Unilever is in advanced negotiations to merge its food business with McCormick & Company in a deal valued at approximately $15.7 billion, granting Unilever shareholders a 65% stake in the combined entity.
Deal Structure and Terms
- The transaction is structured as a Reverse Morris Trust, providing tax benefits.
- Unilever would spin off its food division and merge it with McCormick, owner of Cholula hot sauce.
- The deal excludes Unilever's operations in India.
- Barclays analysts valued Unilever's food business at €28 billion to €31 billion, including debt.
Strategic Context and Leadership Move
- This marks CEO Fernando Fernandez's first major strategic action since taking office in March 2025.

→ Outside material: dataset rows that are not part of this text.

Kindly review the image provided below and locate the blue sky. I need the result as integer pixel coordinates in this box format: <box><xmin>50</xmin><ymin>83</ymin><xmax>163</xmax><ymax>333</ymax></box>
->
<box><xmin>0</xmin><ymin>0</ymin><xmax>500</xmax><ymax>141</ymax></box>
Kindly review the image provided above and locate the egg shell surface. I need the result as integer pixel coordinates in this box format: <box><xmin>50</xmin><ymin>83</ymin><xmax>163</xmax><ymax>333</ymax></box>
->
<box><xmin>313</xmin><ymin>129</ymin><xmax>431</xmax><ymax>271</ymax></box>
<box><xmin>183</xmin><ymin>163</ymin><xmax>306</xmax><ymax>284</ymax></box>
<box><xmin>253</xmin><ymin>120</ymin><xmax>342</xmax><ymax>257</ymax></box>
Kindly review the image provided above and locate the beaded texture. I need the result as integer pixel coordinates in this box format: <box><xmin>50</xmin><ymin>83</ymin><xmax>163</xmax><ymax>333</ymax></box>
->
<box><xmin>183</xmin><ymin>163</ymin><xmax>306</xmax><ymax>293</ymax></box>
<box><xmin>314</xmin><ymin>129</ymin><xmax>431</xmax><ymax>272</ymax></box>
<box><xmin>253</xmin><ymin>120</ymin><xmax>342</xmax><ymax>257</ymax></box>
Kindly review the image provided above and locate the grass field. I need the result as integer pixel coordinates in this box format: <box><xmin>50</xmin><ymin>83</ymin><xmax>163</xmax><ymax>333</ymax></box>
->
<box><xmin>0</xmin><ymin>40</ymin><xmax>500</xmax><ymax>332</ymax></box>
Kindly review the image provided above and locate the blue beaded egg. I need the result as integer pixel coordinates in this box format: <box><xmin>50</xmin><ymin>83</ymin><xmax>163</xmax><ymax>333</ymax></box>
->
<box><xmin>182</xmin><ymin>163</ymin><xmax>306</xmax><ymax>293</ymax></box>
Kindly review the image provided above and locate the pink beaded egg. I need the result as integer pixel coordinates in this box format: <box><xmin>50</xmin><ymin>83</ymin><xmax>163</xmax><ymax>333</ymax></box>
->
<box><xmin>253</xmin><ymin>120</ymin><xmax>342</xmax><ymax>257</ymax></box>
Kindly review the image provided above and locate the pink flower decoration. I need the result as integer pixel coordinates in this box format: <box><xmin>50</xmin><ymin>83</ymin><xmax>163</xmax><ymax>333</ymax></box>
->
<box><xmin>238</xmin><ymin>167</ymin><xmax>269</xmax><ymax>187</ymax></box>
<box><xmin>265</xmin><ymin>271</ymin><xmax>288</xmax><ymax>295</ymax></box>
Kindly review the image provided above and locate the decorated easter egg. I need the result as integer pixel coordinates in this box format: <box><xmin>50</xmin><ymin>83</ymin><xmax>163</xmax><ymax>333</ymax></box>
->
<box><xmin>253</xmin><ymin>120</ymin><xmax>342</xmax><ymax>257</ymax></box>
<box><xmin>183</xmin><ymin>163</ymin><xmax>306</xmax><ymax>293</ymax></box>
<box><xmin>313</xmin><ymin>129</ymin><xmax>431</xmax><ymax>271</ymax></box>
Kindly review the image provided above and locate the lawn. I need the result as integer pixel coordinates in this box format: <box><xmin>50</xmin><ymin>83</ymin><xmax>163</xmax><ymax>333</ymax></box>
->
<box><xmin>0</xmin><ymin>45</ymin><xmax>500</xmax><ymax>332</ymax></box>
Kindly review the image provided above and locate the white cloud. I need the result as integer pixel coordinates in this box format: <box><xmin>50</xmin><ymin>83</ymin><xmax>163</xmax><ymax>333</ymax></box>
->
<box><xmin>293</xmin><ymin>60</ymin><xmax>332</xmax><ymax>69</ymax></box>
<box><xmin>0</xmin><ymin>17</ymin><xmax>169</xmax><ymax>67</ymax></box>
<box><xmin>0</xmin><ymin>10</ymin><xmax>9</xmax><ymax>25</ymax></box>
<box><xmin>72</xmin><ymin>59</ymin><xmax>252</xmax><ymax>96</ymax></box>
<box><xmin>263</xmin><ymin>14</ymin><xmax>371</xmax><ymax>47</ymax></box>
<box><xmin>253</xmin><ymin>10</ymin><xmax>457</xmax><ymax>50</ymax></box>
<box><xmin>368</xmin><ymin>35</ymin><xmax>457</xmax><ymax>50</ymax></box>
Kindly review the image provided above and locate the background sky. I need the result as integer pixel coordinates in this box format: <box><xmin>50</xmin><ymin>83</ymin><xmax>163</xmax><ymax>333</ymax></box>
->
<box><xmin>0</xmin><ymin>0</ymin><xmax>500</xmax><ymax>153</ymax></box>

- Fernandez previously completed the spin-off and listing of Unilever's ice cream business, home to Ben & Jerry's and Magnum.
- Unilever's food roots trace back to 1860, with its 1929 formation from Margarine Unie and Lever Brothers.
Market Challenges and Investor Pressure
- Packaged food demand has declined due to consumer shifts toward fresh groceries and the rise of GLP-1 weight loss drugs.
- Stiff competition from cheaper private-label brands has further pressured the sector.
- Activist shareholder Nelson Peltz has long pressured Unilever to streamline its portfolio, contributing to CEO departures.
- Recent divestments include snack brand Graze and plant-based meat brand The Vegetarian Butcher.
Analyst Perspectives and McCormick's Background
- Analysts consider the deal strategically sensible but complex given McCormick's smaller size.
- McCormick has grown via acquisitions, including Frank's and French's for $4.2 billion in 2017 and Cholula hot sauce for $800 million in 2020.